Russell Everitt

Personal information
- Born: September 8, 1881
- Died: May 11, 1973 (aged 91)
- Batting: Right-handed

Career statistics
| Competition | First-class |
| Matches | 4 |
| Runs scored | 63 |
| Batting average | 10.50 |
| 100s/50s | 0/0 |
| Top score | 38 |
| Catches/stumpings | 3/0 |
- Source: Cricinfo, 7 November 2022

= Russell Everitt =

English cricketer

Russell Stanley Everitt (8 September 1881 – 11 May 1973) was an English first-class cricketer, who played in four matches: one for Worcestershire in 1901, and another three for Warwickshire in 1909.

Born in King's Heath, Birmingham, Everitt was educated at Malvern College, but did not get into the cricket XI. He made his debut for Worcestershire against Cambridge University in late May 1901; he made 0 and 6 not out. It was to be eight years until Everitt played first-class cricket again, although he played club cricket for Moseley in the Birmingham League, as well as for Richmond in Surrey.
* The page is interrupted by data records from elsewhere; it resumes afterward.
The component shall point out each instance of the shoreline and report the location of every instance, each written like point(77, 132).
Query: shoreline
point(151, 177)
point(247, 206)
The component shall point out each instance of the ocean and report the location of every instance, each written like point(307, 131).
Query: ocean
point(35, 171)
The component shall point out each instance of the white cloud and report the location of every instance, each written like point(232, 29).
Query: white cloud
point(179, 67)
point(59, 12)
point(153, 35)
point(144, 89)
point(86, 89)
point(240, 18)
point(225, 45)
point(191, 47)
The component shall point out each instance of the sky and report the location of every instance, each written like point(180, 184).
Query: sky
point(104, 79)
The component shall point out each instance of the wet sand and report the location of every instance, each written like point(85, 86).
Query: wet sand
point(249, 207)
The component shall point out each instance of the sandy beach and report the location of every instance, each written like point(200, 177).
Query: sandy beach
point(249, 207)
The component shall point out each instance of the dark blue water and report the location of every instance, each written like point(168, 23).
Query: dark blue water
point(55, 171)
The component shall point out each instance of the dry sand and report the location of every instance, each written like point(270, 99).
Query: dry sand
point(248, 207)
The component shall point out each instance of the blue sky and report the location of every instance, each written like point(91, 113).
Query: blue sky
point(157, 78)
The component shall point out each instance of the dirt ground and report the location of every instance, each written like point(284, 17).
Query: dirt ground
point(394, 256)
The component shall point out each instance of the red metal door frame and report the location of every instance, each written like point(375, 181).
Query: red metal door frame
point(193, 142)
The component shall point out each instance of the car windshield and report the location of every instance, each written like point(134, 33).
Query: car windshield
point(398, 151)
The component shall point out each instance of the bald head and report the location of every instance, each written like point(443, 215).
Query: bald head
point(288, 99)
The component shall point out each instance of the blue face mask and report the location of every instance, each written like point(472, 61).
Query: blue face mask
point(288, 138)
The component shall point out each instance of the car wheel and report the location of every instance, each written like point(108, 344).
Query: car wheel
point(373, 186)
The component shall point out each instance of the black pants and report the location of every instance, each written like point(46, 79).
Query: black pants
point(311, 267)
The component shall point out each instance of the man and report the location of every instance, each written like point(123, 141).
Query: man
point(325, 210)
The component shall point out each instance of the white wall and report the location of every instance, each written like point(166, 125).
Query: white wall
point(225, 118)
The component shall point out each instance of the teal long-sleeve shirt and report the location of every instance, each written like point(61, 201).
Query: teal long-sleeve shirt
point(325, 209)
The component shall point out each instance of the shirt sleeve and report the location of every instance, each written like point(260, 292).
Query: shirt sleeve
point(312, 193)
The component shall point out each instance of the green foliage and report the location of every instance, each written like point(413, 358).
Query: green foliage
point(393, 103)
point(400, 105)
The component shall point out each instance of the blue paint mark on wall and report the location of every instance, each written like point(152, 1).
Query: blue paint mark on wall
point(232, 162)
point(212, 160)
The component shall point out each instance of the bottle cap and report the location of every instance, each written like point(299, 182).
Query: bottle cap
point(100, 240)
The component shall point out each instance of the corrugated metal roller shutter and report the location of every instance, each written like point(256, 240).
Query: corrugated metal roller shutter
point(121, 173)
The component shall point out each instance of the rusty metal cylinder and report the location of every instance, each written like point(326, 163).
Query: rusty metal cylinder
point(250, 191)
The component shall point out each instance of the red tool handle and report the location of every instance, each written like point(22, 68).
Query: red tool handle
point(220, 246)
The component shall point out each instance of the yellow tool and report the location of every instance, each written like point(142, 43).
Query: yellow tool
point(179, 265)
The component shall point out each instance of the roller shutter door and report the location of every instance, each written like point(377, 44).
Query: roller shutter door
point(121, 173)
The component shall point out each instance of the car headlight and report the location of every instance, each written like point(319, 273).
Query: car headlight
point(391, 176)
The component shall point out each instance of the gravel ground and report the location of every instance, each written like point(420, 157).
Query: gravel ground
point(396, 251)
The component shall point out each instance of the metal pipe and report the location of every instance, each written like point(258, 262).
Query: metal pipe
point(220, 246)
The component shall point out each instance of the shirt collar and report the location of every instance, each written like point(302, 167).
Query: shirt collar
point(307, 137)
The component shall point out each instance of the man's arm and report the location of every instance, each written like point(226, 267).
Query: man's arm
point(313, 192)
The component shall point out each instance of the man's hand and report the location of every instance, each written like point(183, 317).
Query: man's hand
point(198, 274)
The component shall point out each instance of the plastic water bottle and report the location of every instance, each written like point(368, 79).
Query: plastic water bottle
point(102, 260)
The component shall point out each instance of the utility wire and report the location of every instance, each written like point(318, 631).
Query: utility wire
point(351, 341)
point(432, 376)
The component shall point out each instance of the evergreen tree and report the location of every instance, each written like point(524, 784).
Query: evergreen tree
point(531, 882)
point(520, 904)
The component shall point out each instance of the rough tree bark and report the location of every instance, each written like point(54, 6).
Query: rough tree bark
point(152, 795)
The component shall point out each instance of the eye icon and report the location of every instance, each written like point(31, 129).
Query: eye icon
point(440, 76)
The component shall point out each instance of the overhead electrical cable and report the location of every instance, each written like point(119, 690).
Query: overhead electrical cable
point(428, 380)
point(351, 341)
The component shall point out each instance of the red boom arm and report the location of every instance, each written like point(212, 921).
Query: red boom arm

In 1909 Everitt played thrice for Warwickshire, and in the first of these matches, against Surrey, he acted as captain in the absence of Alfred Glover. This was also Everitt's most successful performance: he made his highest score of 38 in the second innings, sharing in a seventh-wicket partnership of around 100

with Sep Kinneir.

Everitt died aged 91 at Kew Gardens, Surrey.